Шрифт:
Интервал:
Закладка:
«Оуэн Хэллек», — сказал Оуэн. И судорожно глотнул, ожидая реакции собеседника.
«А-а… Хэллек!»
«Хэллек, да, Хэллек, — повторил Оуэн, вспыхивая от злости. — Вы, наверное, знаете Изабеллу, мою мать. Вы могли знать Мори».
«Значит, ты сын… Мориса».
«Сын Мориса, да».
«Мориса Хэллека, — медленно произносит Мэй. — Сын Мориса Хэллека…»
«Да, совершенно верно, почему вы на меня так смотрите, — спросил Оуэн, — неужели я такая невидаль? Мой отец ведь не единственный… не он же один… я хочу сказать… в конце концов, мы сегодня… сегодня же тысяча девятьсот восьмидесятый год».
«Не это меня удивляет», — сказал Мэй и пригнулся к нему. Придвинул свое лицо совсем близко к лицу Оуэна — от него приятно пахло алкоголем и хвойным лосьоном после бритья. Если с другого конца заполненной людьми террасы посмотреть на них двоих — слегка растрепанного студента с отпущенными неделю назад баками и изысканно одетого немолодого мужчину с римским профилем и каштановыми завитками, — можно было подумать, что они ведут приятный, даже дружеский разговор, на самом же деле тонкое лицо Ульриха Мэя застыло в презрительной гримасе. «Вот что меня удивляет, — сказал он и больно ущипнул Оуэна за жирную складку на талии. — Вот. Это у тебя-то. Изо всех людей. Именно у тебя».
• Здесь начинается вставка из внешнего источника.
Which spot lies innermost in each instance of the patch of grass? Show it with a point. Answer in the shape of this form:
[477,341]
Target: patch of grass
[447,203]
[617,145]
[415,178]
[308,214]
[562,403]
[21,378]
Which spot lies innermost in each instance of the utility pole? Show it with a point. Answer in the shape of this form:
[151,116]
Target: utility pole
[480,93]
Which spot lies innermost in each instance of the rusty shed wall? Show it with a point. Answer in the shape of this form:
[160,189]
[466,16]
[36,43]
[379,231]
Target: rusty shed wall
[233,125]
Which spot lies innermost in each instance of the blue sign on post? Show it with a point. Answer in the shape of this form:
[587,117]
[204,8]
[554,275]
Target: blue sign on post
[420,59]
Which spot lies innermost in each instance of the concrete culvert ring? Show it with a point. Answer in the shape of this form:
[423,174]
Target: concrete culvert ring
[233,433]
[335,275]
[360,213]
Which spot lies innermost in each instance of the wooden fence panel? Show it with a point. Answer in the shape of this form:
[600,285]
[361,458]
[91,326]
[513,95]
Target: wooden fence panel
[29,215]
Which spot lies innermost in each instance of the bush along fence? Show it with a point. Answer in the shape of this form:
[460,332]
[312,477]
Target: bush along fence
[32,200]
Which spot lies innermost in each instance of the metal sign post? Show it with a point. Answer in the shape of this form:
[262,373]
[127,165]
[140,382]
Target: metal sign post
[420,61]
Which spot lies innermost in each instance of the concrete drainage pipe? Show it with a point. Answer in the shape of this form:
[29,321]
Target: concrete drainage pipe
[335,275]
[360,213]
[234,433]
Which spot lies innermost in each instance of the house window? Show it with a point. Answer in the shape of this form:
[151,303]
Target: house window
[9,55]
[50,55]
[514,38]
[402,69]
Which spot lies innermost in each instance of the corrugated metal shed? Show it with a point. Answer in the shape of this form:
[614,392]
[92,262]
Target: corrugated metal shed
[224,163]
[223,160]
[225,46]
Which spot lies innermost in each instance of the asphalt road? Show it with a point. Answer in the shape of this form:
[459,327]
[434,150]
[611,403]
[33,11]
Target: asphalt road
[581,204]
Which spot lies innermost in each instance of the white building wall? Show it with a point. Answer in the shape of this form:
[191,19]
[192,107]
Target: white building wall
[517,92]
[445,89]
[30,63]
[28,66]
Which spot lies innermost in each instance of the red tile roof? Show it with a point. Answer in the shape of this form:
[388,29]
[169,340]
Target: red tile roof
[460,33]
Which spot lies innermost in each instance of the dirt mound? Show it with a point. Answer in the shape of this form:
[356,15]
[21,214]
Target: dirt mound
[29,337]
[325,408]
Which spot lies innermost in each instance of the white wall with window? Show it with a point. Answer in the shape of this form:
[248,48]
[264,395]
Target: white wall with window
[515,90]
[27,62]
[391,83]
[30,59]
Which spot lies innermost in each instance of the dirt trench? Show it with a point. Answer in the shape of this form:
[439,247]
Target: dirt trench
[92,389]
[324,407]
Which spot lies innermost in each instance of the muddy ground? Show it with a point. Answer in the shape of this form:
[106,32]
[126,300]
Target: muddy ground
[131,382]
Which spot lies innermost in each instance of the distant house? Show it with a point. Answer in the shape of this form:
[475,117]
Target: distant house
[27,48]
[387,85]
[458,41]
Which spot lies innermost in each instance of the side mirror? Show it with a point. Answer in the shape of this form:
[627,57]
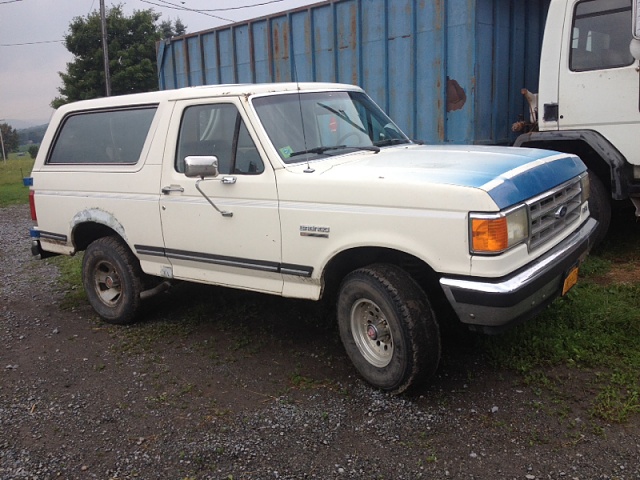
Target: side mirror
[201,166]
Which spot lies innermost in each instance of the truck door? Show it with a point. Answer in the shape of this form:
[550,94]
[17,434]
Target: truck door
[598,82]
[242,247]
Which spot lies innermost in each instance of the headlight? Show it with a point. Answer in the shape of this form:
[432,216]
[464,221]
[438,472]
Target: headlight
[493,233]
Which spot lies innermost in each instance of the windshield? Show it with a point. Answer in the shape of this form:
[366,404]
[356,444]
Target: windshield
[309,126]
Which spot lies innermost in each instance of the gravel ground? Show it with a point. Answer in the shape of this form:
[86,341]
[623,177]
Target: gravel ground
[255,387]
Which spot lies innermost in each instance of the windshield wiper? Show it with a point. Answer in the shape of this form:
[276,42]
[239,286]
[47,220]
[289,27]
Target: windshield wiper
[317,150]
[390,141]
[323,150]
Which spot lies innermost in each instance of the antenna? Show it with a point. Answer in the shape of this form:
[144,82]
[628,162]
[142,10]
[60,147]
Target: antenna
[297,82]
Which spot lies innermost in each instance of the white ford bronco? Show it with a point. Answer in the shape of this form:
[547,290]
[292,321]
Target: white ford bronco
[305,191]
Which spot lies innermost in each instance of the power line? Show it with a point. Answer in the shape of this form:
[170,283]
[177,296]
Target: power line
[29,43]
[173,6]
[241,7]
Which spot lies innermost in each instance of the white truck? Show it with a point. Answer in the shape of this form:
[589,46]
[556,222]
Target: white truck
[305,191]
[588,101]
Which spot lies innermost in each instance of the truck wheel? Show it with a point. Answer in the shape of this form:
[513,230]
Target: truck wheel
[112,279]
[599,206]
[388,328]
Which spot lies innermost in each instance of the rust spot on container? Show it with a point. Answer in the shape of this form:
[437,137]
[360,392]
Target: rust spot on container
[456,96]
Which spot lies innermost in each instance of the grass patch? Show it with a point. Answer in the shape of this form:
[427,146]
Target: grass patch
[70,269]
[12,191]
[596,329]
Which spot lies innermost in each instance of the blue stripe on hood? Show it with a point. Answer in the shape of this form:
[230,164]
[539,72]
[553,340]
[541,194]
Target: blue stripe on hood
[533,178]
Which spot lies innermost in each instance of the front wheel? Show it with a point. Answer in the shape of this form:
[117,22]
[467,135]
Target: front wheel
[112,279]
[388,327]
[599,207]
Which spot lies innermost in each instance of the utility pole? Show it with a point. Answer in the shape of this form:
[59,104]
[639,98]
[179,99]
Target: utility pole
[105,49]
[4,157]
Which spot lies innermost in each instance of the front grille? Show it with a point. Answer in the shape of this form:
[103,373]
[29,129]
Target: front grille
[552,212]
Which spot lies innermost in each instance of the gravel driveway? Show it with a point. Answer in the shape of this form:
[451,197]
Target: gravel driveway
[216,384]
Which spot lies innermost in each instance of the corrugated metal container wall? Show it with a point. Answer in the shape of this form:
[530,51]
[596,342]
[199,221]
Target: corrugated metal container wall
[447,71]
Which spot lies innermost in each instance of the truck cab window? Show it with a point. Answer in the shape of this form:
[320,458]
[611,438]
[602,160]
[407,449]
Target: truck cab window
[220,131]
[600,36]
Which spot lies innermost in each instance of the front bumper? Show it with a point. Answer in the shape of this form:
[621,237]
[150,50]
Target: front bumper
[490,305]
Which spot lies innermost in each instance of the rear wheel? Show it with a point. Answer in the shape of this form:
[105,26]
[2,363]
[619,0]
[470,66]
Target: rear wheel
[112,279]
[388,327]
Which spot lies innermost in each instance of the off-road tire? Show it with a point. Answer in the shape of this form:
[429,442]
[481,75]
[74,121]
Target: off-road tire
[388,328]
[112,278]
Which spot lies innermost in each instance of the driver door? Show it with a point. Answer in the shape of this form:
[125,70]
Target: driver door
[242,248]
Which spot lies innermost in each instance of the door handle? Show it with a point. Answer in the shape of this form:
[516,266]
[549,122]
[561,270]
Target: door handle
[172,188]
[228,180]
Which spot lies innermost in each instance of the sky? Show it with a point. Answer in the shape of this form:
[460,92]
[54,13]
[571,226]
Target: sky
[32,52]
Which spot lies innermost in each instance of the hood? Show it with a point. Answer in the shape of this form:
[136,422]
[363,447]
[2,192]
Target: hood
[509,175]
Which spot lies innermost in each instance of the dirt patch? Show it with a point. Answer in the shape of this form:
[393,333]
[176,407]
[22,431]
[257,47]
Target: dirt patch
[220,384]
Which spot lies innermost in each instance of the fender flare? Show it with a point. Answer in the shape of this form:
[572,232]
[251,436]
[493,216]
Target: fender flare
[99,216]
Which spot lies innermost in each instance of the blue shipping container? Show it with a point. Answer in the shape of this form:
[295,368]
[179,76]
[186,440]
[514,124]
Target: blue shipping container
[447,71]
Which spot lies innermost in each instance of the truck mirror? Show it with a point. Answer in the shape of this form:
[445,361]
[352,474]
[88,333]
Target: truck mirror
[634,48]
[201,166]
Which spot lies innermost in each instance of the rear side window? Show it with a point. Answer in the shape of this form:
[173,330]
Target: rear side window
[601,34]
[102,137]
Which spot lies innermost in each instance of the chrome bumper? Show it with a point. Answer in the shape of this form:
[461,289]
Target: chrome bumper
[492,305]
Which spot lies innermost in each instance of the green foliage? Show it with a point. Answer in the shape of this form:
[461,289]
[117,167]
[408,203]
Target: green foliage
[33,151]
[132,55]
[594,329]
[9,138]
[12,190]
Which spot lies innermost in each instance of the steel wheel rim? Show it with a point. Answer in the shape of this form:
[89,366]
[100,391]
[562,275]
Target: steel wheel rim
[371,333]
[107,283]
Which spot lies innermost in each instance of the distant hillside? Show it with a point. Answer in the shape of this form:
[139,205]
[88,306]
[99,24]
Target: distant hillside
[31,135]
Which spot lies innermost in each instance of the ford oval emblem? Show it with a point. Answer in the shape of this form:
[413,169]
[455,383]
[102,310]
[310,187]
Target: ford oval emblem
[561,212]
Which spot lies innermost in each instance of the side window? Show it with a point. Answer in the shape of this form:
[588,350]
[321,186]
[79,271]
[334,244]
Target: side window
[102,137]
[600,35]
[218,130]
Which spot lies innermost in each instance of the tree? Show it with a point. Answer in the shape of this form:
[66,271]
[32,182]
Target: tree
[9,138]
[33,151]
[132,55]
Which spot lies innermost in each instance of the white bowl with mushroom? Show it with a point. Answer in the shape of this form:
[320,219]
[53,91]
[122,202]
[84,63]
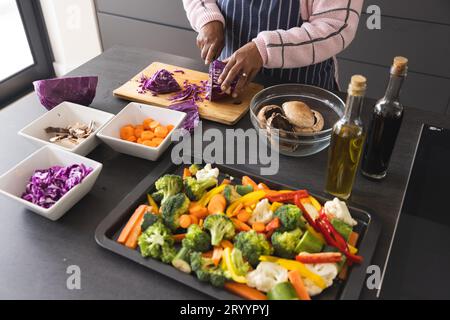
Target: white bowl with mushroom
[296,119]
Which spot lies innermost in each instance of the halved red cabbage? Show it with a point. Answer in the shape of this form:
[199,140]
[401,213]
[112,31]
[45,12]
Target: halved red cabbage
[192,116]
[214,88]
[161,82]
[47,186]
[52,92]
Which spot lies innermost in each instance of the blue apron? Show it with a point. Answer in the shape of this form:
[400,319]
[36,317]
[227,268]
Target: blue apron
[244,19]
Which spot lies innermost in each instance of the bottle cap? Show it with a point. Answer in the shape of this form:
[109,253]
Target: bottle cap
[358,85]
[399,66]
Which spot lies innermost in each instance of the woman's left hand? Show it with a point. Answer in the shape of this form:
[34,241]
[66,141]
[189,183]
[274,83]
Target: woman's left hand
[244,63]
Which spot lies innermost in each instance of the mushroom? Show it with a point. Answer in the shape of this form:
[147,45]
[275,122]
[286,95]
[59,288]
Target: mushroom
[266,112]
[299,114]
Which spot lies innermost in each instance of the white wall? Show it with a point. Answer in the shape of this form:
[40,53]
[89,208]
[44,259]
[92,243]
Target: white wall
[73,32]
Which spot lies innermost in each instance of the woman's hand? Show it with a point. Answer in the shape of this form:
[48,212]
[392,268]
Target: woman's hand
[210,40]
[246,63]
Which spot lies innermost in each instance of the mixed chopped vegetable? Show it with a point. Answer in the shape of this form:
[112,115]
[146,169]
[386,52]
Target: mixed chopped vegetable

— Мы должны застигнуть их, когда они будут вдвоем, — сказала Кирстен. — Вдвоем в постели.
— Это будет трудно, — осторожно заметил Оуэн.
— Чтобы они были вдвоем… вместе! Иначе все без толку. Иначе ничего не выйдет.
Ее жаркие злые слезы, ее смех, неприкрытая восторженность ее детской улыбки. Оуэн привез ей с полдюжины транквилизаторов — таблетки лежат, завернутые в тонкую бумагу, в его туристском мешке — собственно, не в мешке, а в желтом с красным полиэтиленовом пакете, который дают в заведении «Ай да курица!», где ошиваются студенты; эмблема его — улыбающаяся курица с длинными ресницами в островерхой маскарадной шляпке облизывает клюв язычком. Оуэн привез таблетки, чтобы сестрица немного успокоилась: от нее по телефонным проводам, несмотря на расстояние во много миль, идет такое напряжение, что с человеком, работающим на подобных частотах, трудно общаться. В последнее время его соседи по общежитию изменили к нему отношение и редко заглядывают в его комнату, чтобы спросить: «Как дела, Оуэн?», имея в виду его дипломную работу, а это значит, они учуяли: он не работает над ней, и не посещает занятий, и вообще, несмотря на потное, взволнованное лицо, почти ничего не делает. Они не одобряют его: предупреждают против некоторых новых знакомых. Ходят слухи, говорят они, что в первую пятницу недели, отведенной для внеаудиторных занятий, будет рейд на наркотики. «Слухи всегда ходят, всегда говорят, что будет рейд на наркотики», — возражает Оуэн, которому все это до смерти надоело.
— Мы должны застать их вместе в постели, — говорит Кирстен, ударяя кулаком по ладони. — «Я ставлю на карту мою жизнь».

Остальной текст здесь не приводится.